US News

CIA duo faces bust

A Pakistani court may order a murder investigation and seek international arrest warrants for two high-ranking CIA officers who oversaw drone attacks on suspected militants.

Jonathan Banks, the former CIA station chief in Islamabad, and John Rizzo, the CIA’s ex-general counsel, committed murder by ordering strikes that allegedly killed hundreds of innocent civilians, Pakistani attorneys charged.

“We have statements from a further 82 victims’ families relating to more than 30 drone strikes,” Shahzad Akbar, a lawyer, with Pakistan’s Foundation for Fundamental Rights, said.The CIA and Rizzo, who is now in private practice, did not return requests for comment.

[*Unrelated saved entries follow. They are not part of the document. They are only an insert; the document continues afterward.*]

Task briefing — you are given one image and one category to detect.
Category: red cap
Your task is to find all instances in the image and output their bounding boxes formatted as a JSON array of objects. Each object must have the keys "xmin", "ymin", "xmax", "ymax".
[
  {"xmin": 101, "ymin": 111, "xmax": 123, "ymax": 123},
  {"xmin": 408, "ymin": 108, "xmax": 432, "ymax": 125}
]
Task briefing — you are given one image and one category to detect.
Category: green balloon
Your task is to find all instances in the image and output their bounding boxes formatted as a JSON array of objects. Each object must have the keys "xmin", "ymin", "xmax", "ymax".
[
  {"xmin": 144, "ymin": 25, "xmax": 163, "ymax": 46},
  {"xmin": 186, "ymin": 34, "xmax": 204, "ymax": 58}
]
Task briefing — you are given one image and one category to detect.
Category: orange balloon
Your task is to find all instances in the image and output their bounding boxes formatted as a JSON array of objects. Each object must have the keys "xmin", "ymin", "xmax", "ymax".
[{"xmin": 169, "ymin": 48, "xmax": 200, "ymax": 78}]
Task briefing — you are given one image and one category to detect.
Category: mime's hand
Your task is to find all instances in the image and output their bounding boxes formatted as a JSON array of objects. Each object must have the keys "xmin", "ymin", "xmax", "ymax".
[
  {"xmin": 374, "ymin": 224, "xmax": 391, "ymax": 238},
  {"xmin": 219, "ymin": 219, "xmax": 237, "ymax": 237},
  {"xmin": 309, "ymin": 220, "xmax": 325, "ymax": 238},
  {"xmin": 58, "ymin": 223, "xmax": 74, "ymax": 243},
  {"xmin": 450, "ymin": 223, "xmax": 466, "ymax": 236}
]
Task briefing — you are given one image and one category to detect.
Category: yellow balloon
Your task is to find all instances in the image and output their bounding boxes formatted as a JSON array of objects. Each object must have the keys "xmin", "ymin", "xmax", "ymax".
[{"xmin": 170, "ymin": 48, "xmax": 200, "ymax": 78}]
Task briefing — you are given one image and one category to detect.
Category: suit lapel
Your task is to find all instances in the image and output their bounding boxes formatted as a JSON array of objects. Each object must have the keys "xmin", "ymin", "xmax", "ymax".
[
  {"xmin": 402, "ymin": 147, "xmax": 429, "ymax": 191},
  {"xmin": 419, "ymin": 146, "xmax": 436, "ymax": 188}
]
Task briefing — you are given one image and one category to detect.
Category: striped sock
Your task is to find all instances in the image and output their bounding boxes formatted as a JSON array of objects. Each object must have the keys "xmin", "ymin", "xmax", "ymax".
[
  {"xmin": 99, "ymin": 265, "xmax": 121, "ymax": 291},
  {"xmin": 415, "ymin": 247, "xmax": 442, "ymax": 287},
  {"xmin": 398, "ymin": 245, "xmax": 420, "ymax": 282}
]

“This is their only hope of justice,” he said.

Last summer, Akbar, along with attorneys for the British anti-death-penalty coalition Reprieve, filed court papers demanding that Pakistani authorities classify the drone strikes — a cornerstone of the covert US war against al Qaeda — as murder.

An Islamabad court is expected to render a decision soon on Akbar’s petition, the paper reported.

If the petition is granted the court could ask the international police network Interpol to issue a “red notice,” which is similar to an international arrest warrant.

It is unclear if Interpol would honor the request because its charter forbids it from “undertaking any intervention or activities of a political, military, religious or racial character.”

Banks was hastily recalled in December 2010 after a Pakistani tribesman outed him as the CIA station chief and accused him of killing his brother in a 2009 drone strike.

Since Banks was undercover and in the country on a business visa, he did not have diplomatic immunity and could have faced prosecution, Pakistani attorneys claimed at the time.

Rizzo was the Langley, Va.-based CIA general counsel who oversaw the drone program for many years until his retirement in October 2009.